# What is the solution to the inequality abs(x-4)>3?

Aug 28, 2015

$x \in \left(- \infty , 1\right) \cup \left(7 , + \infty\right)$

#### Explanation:

You already have the modulus isolated on one side of the inequality, so you don't need to worry about that.

By definition, the absolute value of any real number will always be positive, regardless of the sign of said number.

This means that you need to take into account two scenarios, one in which $x - 4 \ge 0$ and one when $x - 4 < 0$.
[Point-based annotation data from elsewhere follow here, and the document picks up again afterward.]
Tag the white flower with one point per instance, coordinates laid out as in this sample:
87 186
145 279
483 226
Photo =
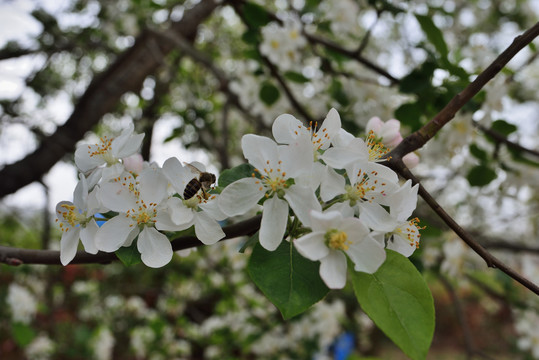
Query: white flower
140 204
201 210
77 222
276 165
332 237
281 43
108 151
402 235
388 132
287 130
22 303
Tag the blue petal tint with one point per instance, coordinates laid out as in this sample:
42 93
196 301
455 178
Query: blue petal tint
343 346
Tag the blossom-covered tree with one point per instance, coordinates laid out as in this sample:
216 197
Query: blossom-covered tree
321 123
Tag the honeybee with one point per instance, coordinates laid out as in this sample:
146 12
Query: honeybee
203 182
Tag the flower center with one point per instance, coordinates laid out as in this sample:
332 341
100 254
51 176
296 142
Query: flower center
337 240
410 231
71 215
376 149
144 214
363 189
103 150
274 180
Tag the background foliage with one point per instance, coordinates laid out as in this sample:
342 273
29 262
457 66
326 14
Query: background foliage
196 75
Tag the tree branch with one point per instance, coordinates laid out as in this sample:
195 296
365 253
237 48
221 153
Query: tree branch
102 95
491 261
419 138
16 256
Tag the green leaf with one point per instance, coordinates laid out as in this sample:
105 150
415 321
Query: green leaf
399 302
269 93
295 77
481 175
478 153
255 15
503 127
129 255
22 334
290 281
228 176
434 35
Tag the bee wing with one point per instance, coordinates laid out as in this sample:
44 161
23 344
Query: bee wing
193 168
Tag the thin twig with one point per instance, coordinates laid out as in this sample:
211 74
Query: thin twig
419 138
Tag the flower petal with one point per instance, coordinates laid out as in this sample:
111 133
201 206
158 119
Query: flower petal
207 229
258 150
114 233
68 245
87 236
155 248
312 246
240 196
302 200
286 128
273 225
333 270
179 213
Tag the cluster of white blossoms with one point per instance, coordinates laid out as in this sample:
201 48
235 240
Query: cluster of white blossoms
281 43
332 183
320 187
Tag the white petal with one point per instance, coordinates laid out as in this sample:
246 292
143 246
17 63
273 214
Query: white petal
240 196
68 245
84 161
286 128
114 233
80 195
207 229
331 185
302 200
155 248
367 255
325 221
330 128
312 246
258 150
340 157
211 207
297 157
333 270
87 236
375 217
117 196
152 186
179 213
273 225
164 222
177 174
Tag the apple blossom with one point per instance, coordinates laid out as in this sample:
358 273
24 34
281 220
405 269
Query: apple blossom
333 236
201 211
77 221
276 166
140 206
• $x - 4 \ge 0 \implies | x - 4 | = x - 4$

The inequality becomes

$x - 4 > 3 \implies x > 7$

• $x - 4 < 0 \implies | x - 4 | = - \left(x - 4\right)$

This time, you get

$- \left(x - 4\right) > 3$

$- x + 4 > 3$

$- x > - 1 \implies x < 1$

This means that your solution set for this absolute value euqation will include any value of $x$ that is bigger than $7$ or smaller than $1$. $x = 7$ and $x = 1$ are not included in the solution set.

$x \in \left(- \infty , 1\right) \cup \left(7 , + \infty\right)$

For any value of $x \in \left[1 , 7\right]$, the inequality will not be true.